3 minute read
Q&A with Samuel Norman-Haignere, Ph.D.
Samuel Norman-Haignere, Ph.D., is an assistant professor of Neuroscience, and Biostatistics and Computational Biology. He received his B.A. in Cognitive Science from Yale University and completed his Ph.D. in Neuroscience at MIT. His research aims to understand how the brain represents natural sounds like speech and music.
Samuel Norman-Haignere, Ph.D.
Please tell us about your research.
My research is motivated by the fact that hearing is really challenging. We take for granted being able to understand one another during a conversation or recognize a familiar piece of music or melody. I'm broadly interested in understanding how the brain understands and codes natural sounds like speech and music. These sounds appear to be uniquely important to humans, and we have evidence that the human brain has mechanisms for encoding these sounds that are distinct from those present in other animals.

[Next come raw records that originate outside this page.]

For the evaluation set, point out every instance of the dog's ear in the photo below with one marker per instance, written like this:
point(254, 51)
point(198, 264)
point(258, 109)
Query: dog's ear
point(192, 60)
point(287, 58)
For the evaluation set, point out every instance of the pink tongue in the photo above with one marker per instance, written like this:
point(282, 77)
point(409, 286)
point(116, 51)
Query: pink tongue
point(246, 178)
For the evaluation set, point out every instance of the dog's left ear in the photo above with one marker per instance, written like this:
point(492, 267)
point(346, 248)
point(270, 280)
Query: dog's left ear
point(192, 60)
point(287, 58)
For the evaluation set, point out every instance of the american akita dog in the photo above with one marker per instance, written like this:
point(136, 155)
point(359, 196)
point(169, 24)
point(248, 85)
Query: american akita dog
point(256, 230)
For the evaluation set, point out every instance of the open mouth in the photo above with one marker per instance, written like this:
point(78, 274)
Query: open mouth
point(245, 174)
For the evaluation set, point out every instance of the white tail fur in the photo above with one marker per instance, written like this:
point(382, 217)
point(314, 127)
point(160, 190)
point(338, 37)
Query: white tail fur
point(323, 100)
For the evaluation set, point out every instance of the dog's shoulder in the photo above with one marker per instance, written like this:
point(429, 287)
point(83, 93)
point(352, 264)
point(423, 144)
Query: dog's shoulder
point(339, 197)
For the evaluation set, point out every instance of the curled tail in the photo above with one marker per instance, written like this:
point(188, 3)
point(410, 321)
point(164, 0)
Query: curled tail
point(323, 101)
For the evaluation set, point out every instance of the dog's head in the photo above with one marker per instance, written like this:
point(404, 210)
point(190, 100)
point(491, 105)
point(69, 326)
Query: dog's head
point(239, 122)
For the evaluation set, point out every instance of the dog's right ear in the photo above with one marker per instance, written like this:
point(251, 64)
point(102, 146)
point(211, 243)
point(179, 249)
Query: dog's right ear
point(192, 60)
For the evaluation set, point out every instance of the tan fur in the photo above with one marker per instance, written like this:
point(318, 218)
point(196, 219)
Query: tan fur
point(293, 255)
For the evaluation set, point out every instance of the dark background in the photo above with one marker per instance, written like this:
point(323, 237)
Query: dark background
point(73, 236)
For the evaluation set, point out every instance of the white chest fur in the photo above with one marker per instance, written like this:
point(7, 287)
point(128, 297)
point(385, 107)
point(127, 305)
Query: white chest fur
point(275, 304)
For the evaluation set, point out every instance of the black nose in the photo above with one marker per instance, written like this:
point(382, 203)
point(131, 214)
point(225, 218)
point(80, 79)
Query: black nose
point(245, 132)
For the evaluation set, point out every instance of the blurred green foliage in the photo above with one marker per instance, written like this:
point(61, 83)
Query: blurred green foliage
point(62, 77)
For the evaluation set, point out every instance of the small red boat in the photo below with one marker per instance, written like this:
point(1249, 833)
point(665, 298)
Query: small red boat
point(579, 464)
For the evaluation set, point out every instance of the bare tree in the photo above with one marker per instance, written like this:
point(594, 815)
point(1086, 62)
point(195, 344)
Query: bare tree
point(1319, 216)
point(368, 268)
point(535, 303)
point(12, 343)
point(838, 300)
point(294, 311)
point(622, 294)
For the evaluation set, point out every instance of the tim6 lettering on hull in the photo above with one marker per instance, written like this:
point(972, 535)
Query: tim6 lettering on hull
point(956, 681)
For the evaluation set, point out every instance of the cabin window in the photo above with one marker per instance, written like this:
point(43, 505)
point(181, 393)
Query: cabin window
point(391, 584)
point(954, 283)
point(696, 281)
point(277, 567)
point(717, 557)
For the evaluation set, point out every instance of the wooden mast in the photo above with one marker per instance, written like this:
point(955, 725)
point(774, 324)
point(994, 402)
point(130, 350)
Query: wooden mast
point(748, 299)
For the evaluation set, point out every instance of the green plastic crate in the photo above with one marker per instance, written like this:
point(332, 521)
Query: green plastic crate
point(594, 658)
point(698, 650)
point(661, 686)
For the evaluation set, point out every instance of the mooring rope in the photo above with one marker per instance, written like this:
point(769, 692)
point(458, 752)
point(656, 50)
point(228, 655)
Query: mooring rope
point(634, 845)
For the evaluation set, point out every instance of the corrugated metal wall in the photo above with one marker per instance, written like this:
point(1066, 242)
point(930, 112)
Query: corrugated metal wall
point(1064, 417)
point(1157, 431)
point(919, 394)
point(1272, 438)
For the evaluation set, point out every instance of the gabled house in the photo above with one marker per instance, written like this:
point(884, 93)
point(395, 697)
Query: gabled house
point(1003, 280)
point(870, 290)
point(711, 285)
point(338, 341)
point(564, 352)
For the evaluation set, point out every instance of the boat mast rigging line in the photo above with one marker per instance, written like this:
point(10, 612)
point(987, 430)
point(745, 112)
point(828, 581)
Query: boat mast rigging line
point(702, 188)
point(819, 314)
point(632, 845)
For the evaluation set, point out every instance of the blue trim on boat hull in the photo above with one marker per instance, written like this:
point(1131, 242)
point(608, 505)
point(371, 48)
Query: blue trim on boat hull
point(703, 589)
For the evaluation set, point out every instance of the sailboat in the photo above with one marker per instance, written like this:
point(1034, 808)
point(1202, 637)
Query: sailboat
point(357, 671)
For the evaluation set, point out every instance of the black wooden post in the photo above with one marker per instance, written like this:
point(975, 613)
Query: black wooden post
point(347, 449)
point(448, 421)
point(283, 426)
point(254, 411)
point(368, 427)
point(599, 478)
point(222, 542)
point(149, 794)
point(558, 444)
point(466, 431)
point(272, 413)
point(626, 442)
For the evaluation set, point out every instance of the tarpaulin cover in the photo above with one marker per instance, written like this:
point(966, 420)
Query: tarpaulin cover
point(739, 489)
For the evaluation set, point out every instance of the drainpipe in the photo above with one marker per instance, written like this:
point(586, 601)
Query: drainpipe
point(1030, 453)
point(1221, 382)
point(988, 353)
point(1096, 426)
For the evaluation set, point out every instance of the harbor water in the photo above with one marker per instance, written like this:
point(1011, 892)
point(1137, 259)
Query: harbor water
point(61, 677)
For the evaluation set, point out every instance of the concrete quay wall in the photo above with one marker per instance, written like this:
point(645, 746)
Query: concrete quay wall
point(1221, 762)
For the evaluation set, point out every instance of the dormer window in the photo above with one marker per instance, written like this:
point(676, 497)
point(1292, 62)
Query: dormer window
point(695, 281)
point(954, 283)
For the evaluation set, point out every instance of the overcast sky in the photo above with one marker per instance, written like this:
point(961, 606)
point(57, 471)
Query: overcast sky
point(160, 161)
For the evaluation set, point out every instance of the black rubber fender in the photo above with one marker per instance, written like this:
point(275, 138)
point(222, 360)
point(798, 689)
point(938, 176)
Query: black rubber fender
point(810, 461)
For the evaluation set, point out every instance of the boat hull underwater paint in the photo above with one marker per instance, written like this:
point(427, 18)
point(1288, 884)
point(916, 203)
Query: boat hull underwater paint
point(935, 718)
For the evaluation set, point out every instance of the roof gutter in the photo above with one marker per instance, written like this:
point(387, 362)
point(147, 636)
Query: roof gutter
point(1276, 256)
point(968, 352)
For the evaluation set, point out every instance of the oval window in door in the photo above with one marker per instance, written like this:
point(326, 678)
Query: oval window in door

I have two main types of data modalities that I work with; I use MRI research and intracranial recordings. For the latter, I work with neurologists and neurosurgeons at the Medical Center to measure neural responses from epilepsy patients who have electrodes implanted in their brain (electrocorticography or ECOG) to localize seizure-related activity as a part of their clinical care. ECOG enables more precise measurements of electrical activity in the brain and is the only time we can measure responses with high spatiotemporal precision in the human brain.
Another central goal of my research is to develop computational methods and models that allow us to understand how the brain codes natural sounds using these neural recordings. We develop statistical methods to reveal underlying structure from high-dimensional neural responses to natural sounds, and we develop computational models that can predict those responses and link them with perception and behavior.
How did you become interested in this field?
I first became interested in perception. Perception feels simple and effortless, but when you start to “look under the hood” and try to understand the underlying mechanisms you realize that what the brain is doing is incredibly impressive. The kinds of things we do every day – understand speech, recognize a familiar melody, etc. – are highly challenging to replicate in machine systems, and the reason we find them easy is because a large chunk of the brain is devoted to making sense of sounds, images, smells, etc. My research is specifically focused on the auditory cortex. In my doctoral and postdoctoral work, we found evidence that there are distinct neural populations in the human brain that respond highly selectively to music, speech, and singing; the music and songselective populations were particularly surprising and had not been seen clearly before, in part because they required more sophisticated computational methods to uncover them.
What brought you to the University of Rochester?
I have a joint position between the departments of Biostatistics and Computational Biology and Neuroscience, which is an ideal fit for someone like me who has substantial methodological and experimental interests. Rochester has strong neuroscience, statistics, and auditory communities, and the Medical Center has an outstanding neurology team, with whom I am collaborating to collect intracranial data.